The autumn drizzle splattered against a house that looked smaller and dingier than in the memories that came flooding back to me. Came with such a rush, they pushed me from the doorstep. I regained my balance, hopped from foot to foot, clenched my fists and rapped at the dilapidated door.

   An unshaven man opened the door and said, “Yeah, what d’ya want?”

   Peter Denton was only a shadow of the strict disciplinarian who had instructed me in the finer points of cricket and rounders and taught me respect for others.

   The overwhelming cascade of pictures from my past, plus the difficulty of my errand, caused me to blurt out, “I’m Brian Talbot, remember me?” He gave me a blank stare. “I was here in the mid-90s.”

   He continued looking up at me like a zombie. I wanted to smash my fist into his gormless mush.

   I raised my arms and shouted, “I reckon you did something to me, ya bastard, while I was here. Summat bad. What’ve you got to say?”

   This returned him to the living. He scowled, picked up a cricket bat, by the door, and said, “Not another one. I don’t believe it. Look, I was strict, but I was always fair. I never hit a kid who didn’t warrant it.”

   I lowered my fists and turned to leave, feeling confused, realizing I’d made a mistake. This poor excuse for a man was telling the truth. He’d assumed I was accusing him of physical abuse. I’d been used to that, that wasn’t the cause. Now what was I to do? My one clue had been as much use as a beach holiday for a vampire.

Two months later, I appeared in court charged with GBH. I’d got into a fight with a big mouth in a pub. The six months suspended sentence I was about to receive was amended to a nine-month custodial sentence, after I verbally abused the pompous ass of a magistrate.

   I didn’t mind prison. It was better than the empty house that was waiting for me. I’d been lucky; they’d put me in a cell with an old lag who showed me the ropes for a share of my weekly cigarette allowance.

   I’d been there about three months, when there was a rumpus in the high-security wing.

   “What’s going on?” I asked my cellmate.

   “Sounds like someone’s got in and given one of the pervs a pasting.”

   “I thought it was murderers and the like up that end.”

   “Nah, we’ve got all the sick bastards in here: some right celebrities.”

   “Oh yeah, such as?”

   “Well, there’s Ken the Caretaker, Mike the Mortician, Phil the Fiddler and whoa yeah, that one from up your way…Eddy the Headmaster…Edward Healey. That’s him.”

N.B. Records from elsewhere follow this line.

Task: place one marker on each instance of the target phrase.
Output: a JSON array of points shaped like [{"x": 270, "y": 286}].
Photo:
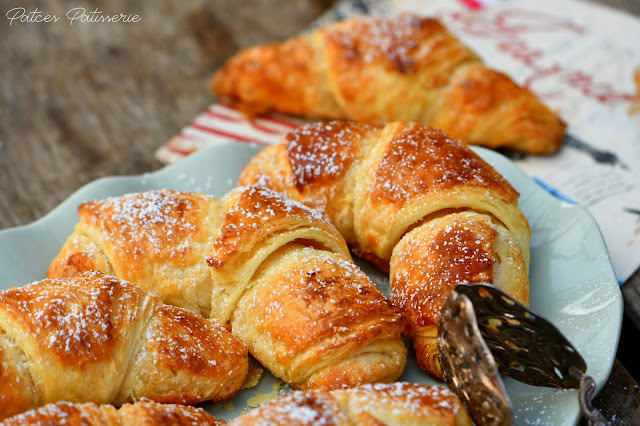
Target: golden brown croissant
[
  {"x": 97, "y": 339},
  {"x": 143, "y": 413},
  {"x": 412, "y": 200},
  {"x": 382, "y": 69},
  {"x": 278, "y": 273},
  {"x": 379, "y": 404}
]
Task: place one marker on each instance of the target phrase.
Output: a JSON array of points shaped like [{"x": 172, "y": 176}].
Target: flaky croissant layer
[
  {"x": 143, "y": 413},
  {"x": 413, "y": 200},
  {"x": 382, "y": 69},
  {"x": 276, "y": 272},
  {"x": 98, "y": 339},
  {"x": 397, "y": 403}
]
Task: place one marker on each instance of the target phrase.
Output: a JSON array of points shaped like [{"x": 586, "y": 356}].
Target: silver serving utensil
[{"x": 483, "y": 332}]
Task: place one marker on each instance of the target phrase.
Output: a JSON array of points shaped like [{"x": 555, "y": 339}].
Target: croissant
[
  {"x": 397, "y": 403},
  {"x": 278, "y": 274},
  {"x": 412, "y": 200},
  {"x": 382, "y": 69},
  {"x": 143, "y": 413},
  {"x": 97, "y": 339}
]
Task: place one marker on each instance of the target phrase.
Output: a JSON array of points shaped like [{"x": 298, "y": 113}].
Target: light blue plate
[{"x": 572, "y": 281}]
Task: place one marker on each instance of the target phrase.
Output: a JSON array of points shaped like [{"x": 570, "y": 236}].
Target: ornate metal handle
[{"x": 483, "y": 332}]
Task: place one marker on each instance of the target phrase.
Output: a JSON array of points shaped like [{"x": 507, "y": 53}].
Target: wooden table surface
[{"x": 84, "y": 101}]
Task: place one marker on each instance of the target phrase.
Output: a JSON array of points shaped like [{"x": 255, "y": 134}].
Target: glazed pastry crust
[
  {"x": 142, "y": 413},
  {"x": 393, "y": 191},
  {"x": 379, "y": 404},
  {"x": 328, "y": 326},
  {"x": 98, "y": 339},
  {"x": 378, "y": 70}
]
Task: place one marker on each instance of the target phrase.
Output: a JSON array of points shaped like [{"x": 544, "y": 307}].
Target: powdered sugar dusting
[
  {"x": 393, "y": 41},
  {"x": 298, "y": 408},
  {"x": 327, "y": 296},
  {"x": 186, "y": 341},
  {"x": 258, "y": 211},
  {"x": 421, "y": 160},
  {"x": 322, "y": 152},
  {"x": 143, "y": 224},
  {"x": 78, "y": 321},
  {"x": 403, "y": 398},
  {"x": 430, "y": 260}
]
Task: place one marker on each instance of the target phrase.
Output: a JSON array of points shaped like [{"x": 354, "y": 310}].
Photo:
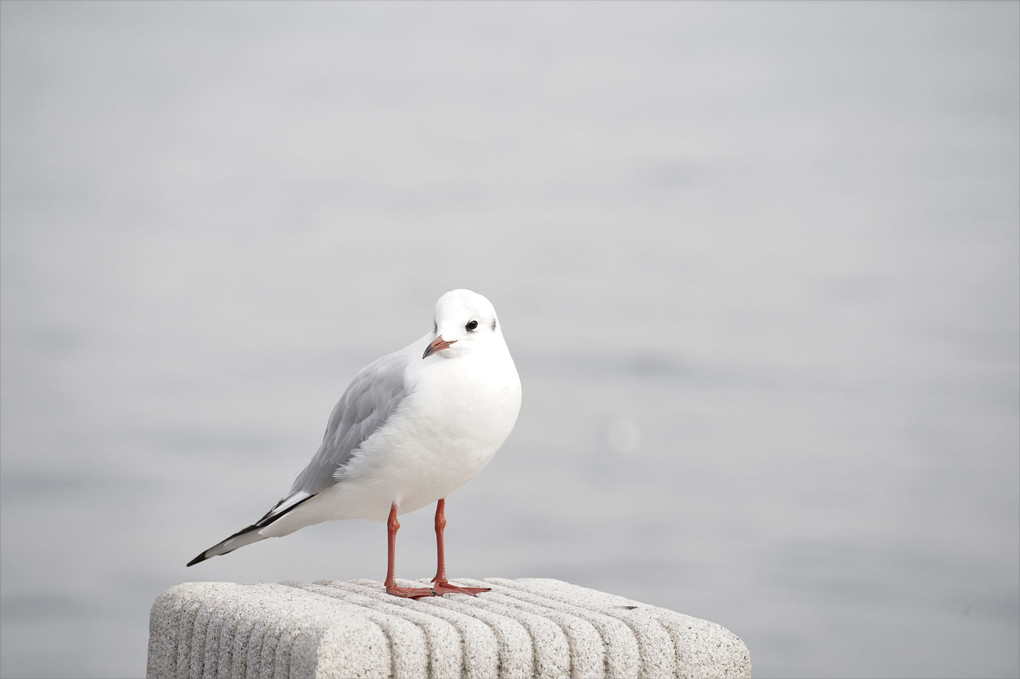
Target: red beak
[{"x": 439, "y": 344}]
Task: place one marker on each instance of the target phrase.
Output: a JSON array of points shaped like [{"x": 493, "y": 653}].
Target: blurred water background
[{"x": 758, "y": 264}]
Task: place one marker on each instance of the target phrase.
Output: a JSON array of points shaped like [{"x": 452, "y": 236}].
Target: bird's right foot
[{"x": 409, "y": 592}]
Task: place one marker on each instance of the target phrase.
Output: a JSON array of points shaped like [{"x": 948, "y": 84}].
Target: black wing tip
[{"x": 197, "y": 560}]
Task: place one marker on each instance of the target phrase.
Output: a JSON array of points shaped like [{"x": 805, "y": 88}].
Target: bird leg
[
  {"x": 391, "y": 583},
  {"x": 443, "y": 585}
]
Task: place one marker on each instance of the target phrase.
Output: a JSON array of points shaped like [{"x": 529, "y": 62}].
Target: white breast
[{"x": 458, "y": 413}]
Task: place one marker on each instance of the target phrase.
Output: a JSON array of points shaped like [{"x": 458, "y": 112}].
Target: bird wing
[{"x": 374, "y": 394}]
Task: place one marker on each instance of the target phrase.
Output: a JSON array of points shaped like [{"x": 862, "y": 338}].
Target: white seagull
[{"x": 411, "y": 427}]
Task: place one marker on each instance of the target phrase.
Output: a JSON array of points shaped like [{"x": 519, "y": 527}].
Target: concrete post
[{"x": 521, "y": 628}]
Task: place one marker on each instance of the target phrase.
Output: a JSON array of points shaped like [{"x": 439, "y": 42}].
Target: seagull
[{"x": 411, "y": 427}]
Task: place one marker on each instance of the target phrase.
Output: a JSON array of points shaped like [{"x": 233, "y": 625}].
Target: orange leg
[
  {"x": 443, "y": 585},
  {"x": 391, "y": 583}
]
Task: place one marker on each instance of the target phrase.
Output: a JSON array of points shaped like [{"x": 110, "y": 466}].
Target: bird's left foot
[{"x": 446, "y": 587}]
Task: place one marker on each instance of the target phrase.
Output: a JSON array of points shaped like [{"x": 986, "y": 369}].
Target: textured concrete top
[{"x": 521, "y": 628}]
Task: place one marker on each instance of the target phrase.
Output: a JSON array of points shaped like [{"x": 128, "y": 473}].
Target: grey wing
[{"x": 369, "y": 401}]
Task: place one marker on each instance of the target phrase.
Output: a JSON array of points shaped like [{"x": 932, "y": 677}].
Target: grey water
[{"x": 757, "y": 263}]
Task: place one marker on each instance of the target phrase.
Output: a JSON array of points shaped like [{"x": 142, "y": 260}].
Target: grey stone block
[{"x": 521, "y": 628}]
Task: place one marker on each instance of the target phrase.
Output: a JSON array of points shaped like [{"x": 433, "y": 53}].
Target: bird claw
[
  {"x": 445, "y": 587},
  {"x": 410, "y": 592}
]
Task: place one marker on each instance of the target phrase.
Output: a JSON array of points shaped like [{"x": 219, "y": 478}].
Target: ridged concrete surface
[{"x": 522, "y": 628}]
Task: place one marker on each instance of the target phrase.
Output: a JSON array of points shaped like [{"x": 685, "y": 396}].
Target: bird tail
[
  {"x": 238, "y": 539},
  {"x": 251, "y": 533}
]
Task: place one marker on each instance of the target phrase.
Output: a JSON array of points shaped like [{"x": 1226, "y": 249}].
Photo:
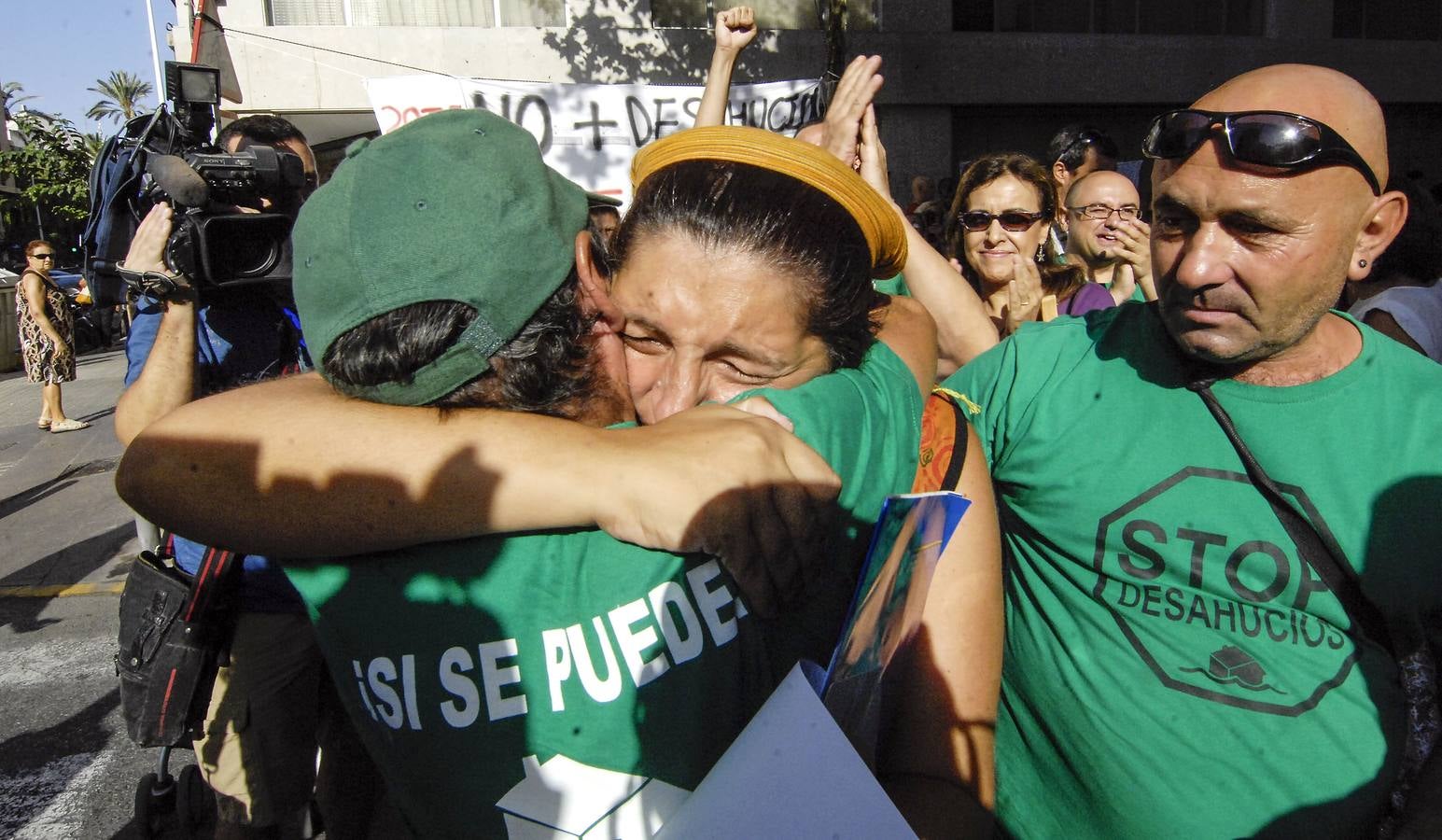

   I didn’t hear anything else after that. My knees gave way, my head started spinning and the mental wall came tumbling down, to reveal the image of a young boy, short trousers, long socks, sitting on his headmaster’s knee, nervously reading out loud.

   Once the initial shock wore off, I had a purpose and a timetable; six months to find a way into the security wing. If I was successful, I expected to spend the rest of my life in prison.

And now here I was.

   I snapped off the corner of the trolley, an ideal weapon of torture, and moved towards him. He dropped to his knees. I thought, if he begs for his life, I’ll bleed him like the pig he is.

   He didn’t. He said: “I’m so sorry. Do you not think a day does not pass without me wishing I’d lived my life differently? Wishing I had not abus… taken advantage of my position?”

   “Yeah, yeah, there must be dozens, perhaps hundreds, of young men with a sponge in their brain, soaking up their childhood memories to protect them from the awful truth. Because of you. You…”

   I was about to decorate the cell with his blood when I saw what he was: a pathetic old man begging for forgiveness.

   The anger subsided, and I knew I didn’t want to let him ruin the rest of my life. He’d already taken half of it from me. As a gesture, I slapped him across the face with one of Linda La Plante’s gritty, over-rated pieces of nonsense and returned to my cell.